RAG Source Quality Scorer uses this disclosed method to score sources for primariness, freshness, coverage, citability, and contradiction risk: a rule-based review separates instruction components and calls no remote model.

Input check before you begin

For RAG Source Quality Scorer, provide an instruction with an explicit goal, audience, context, constraints, and expected output format. The requested outcome is to score sources for primariness, freshness, coverage, citability, and contradiction risk. Confirm the shape first with a small example containing no personal data.

How should you interpret the output?

When RAG Source Quality Scorer finishes, it returns an editable prompt draft, coverage metrics, and explicit improvement actions, organised around the goal to score sources for primariness, freshness, coverage, citability, and contradiction risk.Before accepting a RAG Source Quality Scorer result, complete model testing with representative normal, missing-context, conflicting, sensitive-data, and prompt-injection cases; the evidence should support the goal to score sources for primariness, freshness, coverage, citability, and contradiction risk.

Practical steps

  1. Enter the goal and constraints.
  2. Run the local evaluation.
  3. Test the result against the real model and sources.
Stop condition before using the result

Do not use the result for a decision beyond this boundary: RAG Source Quality Scorer limitation: The tool calls no remote model and neither generates nor verifies model output.

Safe next step

Move the result to another tool or live process only after Before accepting a RAG Source Quality Scorer result, complete model testing with representative normal, missing-context, conflicting, sensitive-data, and prompt-injection cases; the evidence should support the goal to score sources for primariness, freshness, coverage, citability, and contradiction risk.. Keep this limit visible in the decision record: RAG Source Quality Scorer limitation: The tool calls no remote model and neither generates nor verifies model output.

Latest content and method review:
HOW TO USE IT

A result in three steps

  1. 01

    Enter the goal and constraints.

  2. 02

    Run the local evaluation.

  3. 03

    Test the result against the real model and sources.

GOOD USE CASES

When is this tool useful?

  • AI workflow preparation
  • Context and risk planning
  • Output evaluation
Tool-specific limitation

RAG Source Quality Scorer limitation: The tool calls no remote model and neither generates nor verifies model output.

ABOUT THIS TOOL

Frequently asked questions

What input does RAG Source Quality Scorer accept?+

For RAG Source Quality Scorer, provide an instruction with an explicit goal, audience, context, constraints, and expected output format. The requested outcome is to score sources for primariness, freshness, coverage, citability, and contradiction risk. Enter the goal and constraints.

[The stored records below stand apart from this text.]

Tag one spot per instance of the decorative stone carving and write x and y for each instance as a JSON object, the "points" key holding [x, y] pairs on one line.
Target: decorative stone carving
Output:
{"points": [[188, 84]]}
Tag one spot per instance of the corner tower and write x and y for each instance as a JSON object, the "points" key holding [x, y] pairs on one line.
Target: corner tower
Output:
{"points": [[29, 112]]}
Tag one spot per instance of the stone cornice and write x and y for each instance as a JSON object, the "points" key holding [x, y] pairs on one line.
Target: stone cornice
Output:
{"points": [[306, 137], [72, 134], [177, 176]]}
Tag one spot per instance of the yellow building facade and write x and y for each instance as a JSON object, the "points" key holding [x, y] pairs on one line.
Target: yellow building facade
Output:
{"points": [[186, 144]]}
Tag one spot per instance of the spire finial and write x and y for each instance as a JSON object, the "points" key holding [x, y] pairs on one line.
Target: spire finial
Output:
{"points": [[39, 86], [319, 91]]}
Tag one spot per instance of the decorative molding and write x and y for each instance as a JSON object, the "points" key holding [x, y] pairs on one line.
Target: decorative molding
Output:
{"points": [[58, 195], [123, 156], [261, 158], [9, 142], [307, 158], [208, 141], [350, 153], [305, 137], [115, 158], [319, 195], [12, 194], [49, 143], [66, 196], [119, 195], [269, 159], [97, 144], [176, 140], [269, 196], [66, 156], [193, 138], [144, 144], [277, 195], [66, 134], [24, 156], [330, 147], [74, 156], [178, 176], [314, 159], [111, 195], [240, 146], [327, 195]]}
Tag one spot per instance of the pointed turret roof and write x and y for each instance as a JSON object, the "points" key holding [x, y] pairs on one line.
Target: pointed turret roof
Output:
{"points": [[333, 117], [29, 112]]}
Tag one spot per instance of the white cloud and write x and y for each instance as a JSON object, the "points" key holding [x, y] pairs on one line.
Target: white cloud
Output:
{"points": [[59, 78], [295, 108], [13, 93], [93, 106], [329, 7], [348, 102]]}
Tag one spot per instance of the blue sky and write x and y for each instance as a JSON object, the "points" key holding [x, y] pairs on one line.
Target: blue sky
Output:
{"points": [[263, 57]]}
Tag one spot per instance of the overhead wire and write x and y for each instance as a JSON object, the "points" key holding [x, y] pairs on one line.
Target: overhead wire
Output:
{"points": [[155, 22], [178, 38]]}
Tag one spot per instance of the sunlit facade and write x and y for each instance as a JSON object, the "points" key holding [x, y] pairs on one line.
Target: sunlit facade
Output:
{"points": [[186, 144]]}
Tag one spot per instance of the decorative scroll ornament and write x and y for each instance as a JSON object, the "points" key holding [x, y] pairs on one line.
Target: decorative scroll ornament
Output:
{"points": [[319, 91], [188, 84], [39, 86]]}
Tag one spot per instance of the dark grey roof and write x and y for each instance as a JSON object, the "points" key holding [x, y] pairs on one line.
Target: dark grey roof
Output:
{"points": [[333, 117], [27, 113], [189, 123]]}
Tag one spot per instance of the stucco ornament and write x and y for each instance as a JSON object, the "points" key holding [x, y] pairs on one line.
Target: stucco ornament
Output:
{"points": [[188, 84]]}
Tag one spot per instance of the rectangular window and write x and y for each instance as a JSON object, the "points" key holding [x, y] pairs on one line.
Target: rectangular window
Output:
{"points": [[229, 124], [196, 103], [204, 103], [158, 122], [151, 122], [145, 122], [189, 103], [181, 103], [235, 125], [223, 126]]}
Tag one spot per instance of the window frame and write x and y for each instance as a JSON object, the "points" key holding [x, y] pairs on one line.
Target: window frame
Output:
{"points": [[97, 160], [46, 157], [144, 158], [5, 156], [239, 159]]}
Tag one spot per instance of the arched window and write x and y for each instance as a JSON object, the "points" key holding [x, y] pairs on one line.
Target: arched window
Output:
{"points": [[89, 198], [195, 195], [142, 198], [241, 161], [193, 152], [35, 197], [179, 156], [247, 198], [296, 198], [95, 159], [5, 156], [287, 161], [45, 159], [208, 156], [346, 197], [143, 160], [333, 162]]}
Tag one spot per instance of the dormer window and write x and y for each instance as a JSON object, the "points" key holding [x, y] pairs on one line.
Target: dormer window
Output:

What does RAG Source Quality Scorer return?+

When RAG Source Quality Scorer finishes, it returns an editable prompt draft, coverage metrics, and explicit improvement actions, organised around the goal to score sources for primariness, freshness, coverage, citability, and contradiction risk. RAG Source Quality Scorer uses this disclosed method to score sources for primariness, freshness, coverage, citability, and contradiction risk: a rule-based review separates instruction components and calls no remote model.

How should I validate RAG Source Quality Scorer output?+

Before accepting a RAG Source Quality Scorer result, complete model testing with representative normal, missing-context, conflicting, sensitive-data, and prompt-injection cases; the evidence should support the goal to score sources for primariness, freshness, coverage, citability, and contradiction risk.

Does RAG Source Quality Scorer send or store input on a server?+

RAG Source Quality Scorer processes only the input described here in the active tab: For RAG Source Quality Scorer, provide an instruction with an explicit goal, audience, context, constraints, and expected output format. The requested outcome is to score sources for primariness, freshness, coverage, citability, and contradiction risk. Neither input nor output is persisted; copying, downloading, or transferring happens only when you choose it.